Com o tempo, as empresas perceberam que o maior valor agregado estava na exportação para mercados como a União Europeia, que exigem um arroz mais sofisticado, segregado por variedade e com rastreabilidade garantida.
A Copra destina entre 80% e 85% da sua produção à exportação, principalmente para países europeus. O carro-chefe é o arroz carnaroli, típico de pratos como o risoto. “Lá, a qualidade é prioridade. Nossos maiores concorrentes são os uruguaios, não mais os brasileiros”, afirmou Jetter.
Na Adecoagro, cerca de 75% a 80% da produção de arroz também é exportada, com destaque para 15 variedades diferentes, que vão desde grãos curtos do tipo japonês até longos e largos. Toda a produção é segregada desde a origem, e o controle vai da semente ao porto. “Trabalhamos com 100% de segregação. Nosso diferencial está na produção integrada: controlamos tudo, da genética ao embarque no porto”, ressaltou Cardozo.
Já a Ebro, que investe em tecnologia, digitalização e inteligência artificial, destaca que a demanda por qualidade premium e rastreabilidade é crescente. A empresa vê oportunidades não só na Europa, mas também nos Estados Unidos. “O nosso compromisso vai além da produção em larga escala. Buscamos eficiência e excelência, com o menor impacto ambiental possível”, disse Dario Sanches, gerente de projetos da Ebro.
Projeção
Apesar da instabilidade histórica da economia argentina, as empresas entrevistadas demonstraram otimismo com o momento atual. As reformas econômicas recentes, como a redução de impostos sobre o arroz e o fim de barreiras à exportação, criaram um ambiente mais amigável para quem deseja investir, como demonstrou o Valor em reportagem recente.

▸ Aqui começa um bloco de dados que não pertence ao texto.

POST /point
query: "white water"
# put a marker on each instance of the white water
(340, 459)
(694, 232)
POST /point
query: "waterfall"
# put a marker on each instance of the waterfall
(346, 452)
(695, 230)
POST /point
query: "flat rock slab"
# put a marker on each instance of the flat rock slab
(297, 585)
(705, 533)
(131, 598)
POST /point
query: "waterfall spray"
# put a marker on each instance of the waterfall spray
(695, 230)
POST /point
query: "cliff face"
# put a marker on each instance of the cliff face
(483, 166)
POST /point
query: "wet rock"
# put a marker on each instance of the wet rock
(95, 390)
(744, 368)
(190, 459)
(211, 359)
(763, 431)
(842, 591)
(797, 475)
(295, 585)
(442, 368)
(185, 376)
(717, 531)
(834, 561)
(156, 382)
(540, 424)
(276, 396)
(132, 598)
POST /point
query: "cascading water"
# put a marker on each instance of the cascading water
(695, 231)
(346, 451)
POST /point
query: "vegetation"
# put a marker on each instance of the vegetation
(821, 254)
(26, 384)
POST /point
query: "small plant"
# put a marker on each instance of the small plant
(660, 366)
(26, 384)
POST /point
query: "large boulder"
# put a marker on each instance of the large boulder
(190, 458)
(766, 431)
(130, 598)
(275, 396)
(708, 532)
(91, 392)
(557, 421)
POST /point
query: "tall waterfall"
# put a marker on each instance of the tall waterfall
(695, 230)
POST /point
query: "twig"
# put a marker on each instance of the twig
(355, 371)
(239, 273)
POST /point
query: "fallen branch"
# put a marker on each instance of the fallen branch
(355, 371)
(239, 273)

A Ebro, por exemplo, triplicou sua capacidade de processamento na última safra e planeja continuar investindo entre US$ 5 milhões e US$ 10 milhões por ano. A Copra anunciou uma ampliação da planta com quatro novos silos, num investimento de US$ 4 milhões, além de iniciar melhorias na moagem.
A Adecoagro, com quatro moinhos e três plantas de secagem na Argentina, tem um plano de expansão de cinco anos, que prevê a instalação de mais silos metálicos, novos secadores e tecnologias de automação. “Nosso foco é crescer com qualidade e reduzir riscos operacionais, como os associados aos silos-bolsa”, afirmou Cardozo.
O Grupo Ceolin, por sua vez, reforça que a Argentina segue sendo estratégica, com terras férteis e abundância de água, especialmente na região de Corrientes. “Enfrentamos muita volatilidade, mas nunca deixamos de acreditar no potencial deste país”, disse o CEO da empresa.